The power struggle within the BJP seems to have ended at least with everything falling in line over leadership issue. Despite grumbling by senior leaders, Chief Minister Devendra Fadnavis has established his leadership in the party by adjusting with different power groups. The opposition, which was divided over leadership issues, did raise some pertinent issues to attack the government. Politically sensitive issues like reservations for Muslims and the Dhangar community were raised to corner the government.

The chief minister was happy, however, for the opposition, somehow, could not corner the government properly on the floor of the House. The budget did not show much spark, as it was mostly an exercise in maintaining the status quo. There were a few pro-people initiatives in the Budget, but the government failed to present these properly.  It wanted to move the Right to Service Bill, but there were too many loopholes and the list had to be redrawn to include 160 services within the ambit of the law.

The opposition tried to corner the government on the issue of the relief package for farmers and peasants, who were upset with the all the talk about the Land Acquisition Bill being discussed in Parliament. With support from the Modi Government, the state government was able to expand this package to Rs 10,000 crore.  The government found it had bitten off more than it could chew with its beef ban and found it tough explaining the decision to the minorities and the economists, who picked holes in its policy.

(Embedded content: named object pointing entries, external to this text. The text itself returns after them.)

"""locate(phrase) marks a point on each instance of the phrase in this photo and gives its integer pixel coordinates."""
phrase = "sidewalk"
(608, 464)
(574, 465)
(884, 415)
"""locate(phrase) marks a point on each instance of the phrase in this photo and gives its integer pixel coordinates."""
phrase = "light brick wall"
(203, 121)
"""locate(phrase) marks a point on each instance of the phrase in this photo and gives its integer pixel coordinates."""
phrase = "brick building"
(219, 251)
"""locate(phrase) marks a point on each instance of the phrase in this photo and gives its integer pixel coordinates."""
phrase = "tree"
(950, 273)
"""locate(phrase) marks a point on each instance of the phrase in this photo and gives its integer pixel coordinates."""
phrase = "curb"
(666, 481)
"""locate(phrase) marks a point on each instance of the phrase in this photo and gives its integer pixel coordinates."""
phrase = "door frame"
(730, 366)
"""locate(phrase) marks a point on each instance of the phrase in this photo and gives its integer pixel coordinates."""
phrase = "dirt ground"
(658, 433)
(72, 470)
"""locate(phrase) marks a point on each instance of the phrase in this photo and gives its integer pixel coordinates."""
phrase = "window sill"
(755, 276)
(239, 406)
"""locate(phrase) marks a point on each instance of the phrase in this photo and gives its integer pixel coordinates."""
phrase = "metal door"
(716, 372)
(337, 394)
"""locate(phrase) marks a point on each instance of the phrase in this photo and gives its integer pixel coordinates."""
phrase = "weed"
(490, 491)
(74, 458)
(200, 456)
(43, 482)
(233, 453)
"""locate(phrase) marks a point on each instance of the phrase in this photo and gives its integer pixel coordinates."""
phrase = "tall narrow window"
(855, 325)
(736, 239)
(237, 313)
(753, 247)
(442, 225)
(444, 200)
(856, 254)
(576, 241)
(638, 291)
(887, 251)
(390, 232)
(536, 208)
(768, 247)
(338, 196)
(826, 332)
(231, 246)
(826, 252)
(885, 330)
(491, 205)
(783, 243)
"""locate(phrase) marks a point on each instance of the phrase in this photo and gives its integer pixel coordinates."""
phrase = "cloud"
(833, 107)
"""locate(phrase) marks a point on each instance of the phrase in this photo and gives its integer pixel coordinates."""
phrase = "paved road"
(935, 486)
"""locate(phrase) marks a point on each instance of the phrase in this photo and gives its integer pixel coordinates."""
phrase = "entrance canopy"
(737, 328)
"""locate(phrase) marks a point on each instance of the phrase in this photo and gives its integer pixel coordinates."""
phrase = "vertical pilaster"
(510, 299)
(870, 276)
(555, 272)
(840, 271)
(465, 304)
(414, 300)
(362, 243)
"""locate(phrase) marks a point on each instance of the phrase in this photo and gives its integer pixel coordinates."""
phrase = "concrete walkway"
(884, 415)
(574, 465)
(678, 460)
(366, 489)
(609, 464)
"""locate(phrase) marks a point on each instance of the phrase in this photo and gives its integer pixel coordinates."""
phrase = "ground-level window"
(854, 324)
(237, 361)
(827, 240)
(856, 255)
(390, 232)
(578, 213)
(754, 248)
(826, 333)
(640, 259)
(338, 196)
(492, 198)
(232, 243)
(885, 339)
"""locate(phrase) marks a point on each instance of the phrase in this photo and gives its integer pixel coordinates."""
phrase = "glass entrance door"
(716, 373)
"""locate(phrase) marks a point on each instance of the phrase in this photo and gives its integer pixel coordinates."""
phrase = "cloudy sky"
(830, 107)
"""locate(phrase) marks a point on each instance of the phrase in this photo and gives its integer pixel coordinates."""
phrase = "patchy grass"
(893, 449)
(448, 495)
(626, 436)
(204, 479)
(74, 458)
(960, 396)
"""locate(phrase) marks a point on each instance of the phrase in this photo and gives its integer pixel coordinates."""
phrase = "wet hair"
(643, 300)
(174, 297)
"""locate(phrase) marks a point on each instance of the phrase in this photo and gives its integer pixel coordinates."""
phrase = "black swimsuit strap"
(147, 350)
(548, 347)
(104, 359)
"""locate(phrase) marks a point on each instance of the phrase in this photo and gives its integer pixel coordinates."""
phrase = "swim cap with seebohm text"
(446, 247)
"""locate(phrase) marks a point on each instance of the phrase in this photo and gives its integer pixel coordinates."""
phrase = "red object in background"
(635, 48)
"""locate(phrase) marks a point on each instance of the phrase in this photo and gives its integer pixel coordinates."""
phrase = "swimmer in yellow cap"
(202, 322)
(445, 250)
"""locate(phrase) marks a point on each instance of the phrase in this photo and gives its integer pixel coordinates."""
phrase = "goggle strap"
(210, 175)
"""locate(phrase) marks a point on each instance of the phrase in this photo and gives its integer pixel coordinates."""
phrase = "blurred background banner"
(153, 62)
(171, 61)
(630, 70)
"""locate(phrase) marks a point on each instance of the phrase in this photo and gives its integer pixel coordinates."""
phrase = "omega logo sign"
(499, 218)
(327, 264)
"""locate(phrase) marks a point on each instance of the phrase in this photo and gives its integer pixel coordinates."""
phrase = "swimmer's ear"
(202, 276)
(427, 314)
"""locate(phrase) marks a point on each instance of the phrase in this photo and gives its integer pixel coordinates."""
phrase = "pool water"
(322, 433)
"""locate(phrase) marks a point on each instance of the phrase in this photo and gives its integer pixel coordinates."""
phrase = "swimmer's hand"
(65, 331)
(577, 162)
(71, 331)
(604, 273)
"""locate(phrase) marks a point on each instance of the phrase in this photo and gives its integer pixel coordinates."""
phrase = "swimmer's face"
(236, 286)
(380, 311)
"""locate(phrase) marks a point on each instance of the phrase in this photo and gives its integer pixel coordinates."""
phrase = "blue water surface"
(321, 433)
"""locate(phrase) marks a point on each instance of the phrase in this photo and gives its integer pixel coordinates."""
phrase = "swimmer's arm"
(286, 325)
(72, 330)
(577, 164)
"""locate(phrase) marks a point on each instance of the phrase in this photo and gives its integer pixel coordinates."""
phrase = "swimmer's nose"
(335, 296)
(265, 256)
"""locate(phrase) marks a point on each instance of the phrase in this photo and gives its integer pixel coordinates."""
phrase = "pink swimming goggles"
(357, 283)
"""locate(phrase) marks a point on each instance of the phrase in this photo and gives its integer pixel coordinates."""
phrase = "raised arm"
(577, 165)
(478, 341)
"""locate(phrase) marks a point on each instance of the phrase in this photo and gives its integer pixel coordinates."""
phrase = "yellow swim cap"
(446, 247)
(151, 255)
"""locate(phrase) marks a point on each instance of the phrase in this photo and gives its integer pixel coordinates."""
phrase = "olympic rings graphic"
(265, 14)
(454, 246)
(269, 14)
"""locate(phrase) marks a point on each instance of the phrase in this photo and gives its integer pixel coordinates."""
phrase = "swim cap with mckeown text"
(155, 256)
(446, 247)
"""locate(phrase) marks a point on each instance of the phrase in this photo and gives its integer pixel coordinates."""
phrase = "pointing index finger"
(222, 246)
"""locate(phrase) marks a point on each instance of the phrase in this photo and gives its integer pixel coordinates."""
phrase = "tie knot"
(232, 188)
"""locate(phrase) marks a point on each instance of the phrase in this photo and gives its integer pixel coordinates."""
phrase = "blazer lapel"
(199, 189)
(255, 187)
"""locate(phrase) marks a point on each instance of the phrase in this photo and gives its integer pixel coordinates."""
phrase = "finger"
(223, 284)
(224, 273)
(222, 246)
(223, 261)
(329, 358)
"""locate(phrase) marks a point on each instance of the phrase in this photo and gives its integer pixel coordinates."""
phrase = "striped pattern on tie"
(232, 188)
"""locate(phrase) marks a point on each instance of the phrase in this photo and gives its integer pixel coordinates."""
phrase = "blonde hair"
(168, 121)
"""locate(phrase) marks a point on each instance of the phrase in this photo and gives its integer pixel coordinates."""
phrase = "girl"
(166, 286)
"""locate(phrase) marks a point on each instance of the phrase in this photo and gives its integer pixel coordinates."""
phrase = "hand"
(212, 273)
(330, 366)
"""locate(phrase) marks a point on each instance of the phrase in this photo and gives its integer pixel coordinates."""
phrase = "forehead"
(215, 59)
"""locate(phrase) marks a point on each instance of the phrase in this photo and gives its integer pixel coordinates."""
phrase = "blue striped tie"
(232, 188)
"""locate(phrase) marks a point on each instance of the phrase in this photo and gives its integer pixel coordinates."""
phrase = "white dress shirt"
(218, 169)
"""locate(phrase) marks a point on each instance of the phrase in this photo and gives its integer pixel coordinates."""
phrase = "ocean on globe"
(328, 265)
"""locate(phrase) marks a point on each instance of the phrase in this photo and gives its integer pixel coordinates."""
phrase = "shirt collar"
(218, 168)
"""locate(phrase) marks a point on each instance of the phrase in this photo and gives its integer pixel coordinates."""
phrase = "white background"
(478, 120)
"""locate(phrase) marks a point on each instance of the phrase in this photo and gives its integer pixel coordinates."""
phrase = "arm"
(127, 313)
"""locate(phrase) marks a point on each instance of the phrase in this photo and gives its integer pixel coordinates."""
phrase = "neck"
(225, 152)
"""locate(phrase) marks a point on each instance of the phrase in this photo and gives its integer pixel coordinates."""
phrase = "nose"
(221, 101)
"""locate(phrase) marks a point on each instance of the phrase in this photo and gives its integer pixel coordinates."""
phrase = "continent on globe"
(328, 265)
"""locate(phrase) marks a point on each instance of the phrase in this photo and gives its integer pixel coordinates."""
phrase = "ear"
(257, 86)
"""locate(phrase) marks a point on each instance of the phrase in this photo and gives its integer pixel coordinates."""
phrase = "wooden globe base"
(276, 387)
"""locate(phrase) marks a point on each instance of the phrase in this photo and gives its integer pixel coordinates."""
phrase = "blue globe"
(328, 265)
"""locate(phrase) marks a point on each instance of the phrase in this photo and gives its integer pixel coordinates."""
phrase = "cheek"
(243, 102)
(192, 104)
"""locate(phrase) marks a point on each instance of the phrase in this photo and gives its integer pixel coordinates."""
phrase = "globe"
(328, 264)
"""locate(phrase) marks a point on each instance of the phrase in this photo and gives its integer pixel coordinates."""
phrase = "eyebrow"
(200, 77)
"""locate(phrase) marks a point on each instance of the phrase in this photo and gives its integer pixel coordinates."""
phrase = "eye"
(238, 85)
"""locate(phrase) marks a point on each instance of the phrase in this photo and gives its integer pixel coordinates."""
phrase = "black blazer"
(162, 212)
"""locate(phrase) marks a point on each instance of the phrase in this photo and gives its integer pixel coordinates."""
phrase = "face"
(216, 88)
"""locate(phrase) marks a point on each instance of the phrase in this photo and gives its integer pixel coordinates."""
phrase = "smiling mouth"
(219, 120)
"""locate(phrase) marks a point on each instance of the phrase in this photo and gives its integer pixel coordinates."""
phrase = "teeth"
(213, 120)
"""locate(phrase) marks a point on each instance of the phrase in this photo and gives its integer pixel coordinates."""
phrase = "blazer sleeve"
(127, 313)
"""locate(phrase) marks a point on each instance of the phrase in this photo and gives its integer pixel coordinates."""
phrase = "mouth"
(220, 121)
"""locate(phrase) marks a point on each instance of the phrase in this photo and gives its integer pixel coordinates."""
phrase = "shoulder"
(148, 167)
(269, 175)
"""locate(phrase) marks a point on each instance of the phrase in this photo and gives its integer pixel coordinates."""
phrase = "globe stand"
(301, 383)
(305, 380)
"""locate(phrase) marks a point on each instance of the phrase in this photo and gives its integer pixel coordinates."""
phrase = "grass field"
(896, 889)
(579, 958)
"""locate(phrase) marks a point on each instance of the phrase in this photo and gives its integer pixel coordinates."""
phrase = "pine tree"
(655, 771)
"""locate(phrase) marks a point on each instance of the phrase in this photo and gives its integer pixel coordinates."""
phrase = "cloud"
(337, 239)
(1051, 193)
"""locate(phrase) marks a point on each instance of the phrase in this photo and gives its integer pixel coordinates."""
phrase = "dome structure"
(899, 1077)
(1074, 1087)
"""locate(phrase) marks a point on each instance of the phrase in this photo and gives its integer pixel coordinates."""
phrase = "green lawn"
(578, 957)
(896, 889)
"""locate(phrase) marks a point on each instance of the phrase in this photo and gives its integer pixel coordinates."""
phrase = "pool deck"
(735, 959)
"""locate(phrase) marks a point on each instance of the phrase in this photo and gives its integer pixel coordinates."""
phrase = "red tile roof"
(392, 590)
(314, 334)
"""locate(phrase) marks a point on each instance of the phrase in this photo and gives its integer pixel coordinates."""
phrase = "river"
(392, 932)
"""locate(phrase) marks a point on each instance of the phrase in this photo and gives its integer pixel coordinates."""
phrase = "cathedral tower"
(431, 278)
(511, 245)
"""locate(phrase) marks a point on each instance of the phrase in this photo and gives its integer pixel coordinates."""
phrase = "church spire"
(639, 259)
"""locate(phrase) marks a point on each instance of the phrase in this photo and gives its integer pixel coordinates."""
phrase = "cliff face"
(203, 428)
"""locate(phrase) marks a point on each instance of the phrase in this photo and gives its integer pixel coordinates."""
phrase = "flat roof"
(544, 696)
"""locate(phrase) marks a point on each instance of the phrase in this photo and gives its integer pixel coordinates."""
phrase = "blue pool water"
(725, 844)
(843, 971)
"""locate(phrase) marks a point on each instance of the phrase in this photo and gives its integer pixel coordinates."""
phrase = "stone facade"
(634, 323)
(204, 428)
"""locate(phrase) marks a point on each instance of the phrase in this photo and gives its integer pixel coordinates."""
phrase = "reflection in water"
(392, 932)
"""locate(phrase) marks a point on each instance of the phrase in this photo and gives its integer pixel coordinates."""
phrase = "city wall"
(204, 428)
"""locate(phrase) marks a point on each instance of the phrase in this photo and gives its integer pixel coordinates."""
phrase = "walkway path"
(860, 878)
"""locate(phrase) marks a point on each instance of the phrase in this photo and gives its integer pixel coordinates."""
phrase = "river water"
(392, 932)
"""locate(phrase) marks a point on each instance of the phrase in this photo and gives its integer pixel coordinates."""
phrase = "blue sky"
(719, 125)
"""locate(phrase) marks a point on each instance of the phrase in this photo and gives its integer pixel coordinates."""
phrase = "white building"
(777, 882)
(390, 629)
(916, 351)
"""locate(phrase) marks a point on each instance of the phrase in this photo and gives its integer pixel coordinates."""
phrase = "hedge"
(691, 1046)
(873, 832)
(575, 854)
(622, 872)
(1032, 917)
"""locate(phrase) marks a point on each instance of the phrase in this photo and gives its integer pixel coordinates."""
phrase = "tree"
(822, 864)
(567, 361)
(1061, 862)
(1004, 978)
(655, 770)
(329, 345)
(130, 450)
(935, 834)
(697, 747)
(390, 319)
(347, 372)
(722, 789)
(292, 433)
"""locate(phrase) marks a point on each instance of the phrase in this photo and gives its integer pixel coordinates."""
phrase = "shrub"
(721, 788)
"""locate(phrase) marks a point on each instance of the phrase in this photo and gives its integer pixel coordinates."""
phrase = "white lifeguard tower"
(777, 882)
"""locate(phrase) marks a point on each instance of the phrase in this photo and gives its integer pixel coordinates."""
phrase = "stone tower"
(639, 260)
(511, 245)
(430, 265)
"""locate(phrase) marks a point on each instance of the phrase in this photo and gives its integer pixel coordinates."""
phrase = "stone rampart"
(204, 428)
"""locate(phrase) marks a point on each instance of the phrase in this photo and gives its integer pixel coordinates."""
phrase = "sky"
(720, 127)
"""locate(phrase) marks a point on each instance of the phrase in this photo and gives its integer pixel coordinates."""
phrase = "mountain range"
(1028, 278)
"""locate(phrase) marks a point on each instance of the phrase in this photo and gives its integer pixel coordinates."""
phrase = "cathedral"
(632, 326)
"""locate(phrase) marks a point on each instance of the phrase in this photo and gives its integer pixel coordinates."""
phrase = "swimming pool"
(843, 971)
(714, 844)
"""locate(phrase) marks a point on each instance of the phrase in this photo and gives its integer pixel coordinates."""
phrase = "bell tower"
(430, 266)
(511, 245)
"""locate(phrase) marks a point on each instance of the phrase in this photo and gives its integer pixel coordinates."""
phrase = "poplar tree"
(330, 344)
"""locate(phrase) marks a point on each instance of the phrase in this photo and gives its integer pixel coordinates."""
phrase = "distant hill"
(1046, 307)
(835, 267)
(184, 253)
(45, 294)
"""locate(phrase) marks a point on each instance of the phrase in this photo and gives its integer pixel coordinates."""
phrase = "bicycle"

The opposition was quick to make it sound like it was a deliberate attempt to divert attention from more pressing issues. The removal of senior Congress leader Shivajirao Deshmukh as chairman of the state legislative council was an unpleasant development for the opposition. The NCP got tacit support from the BJP to install Ramraje Nimbalkar as new chairman of the state legislative council.

The NCP president Sharad Pawar kept shifting his stand, from opposing the Modi Government to taking potshots at the Congress for its weakness. His main aim appears to be to remain on the right side of the Delhi government, but this is however creating confusion in his party’s rank and file.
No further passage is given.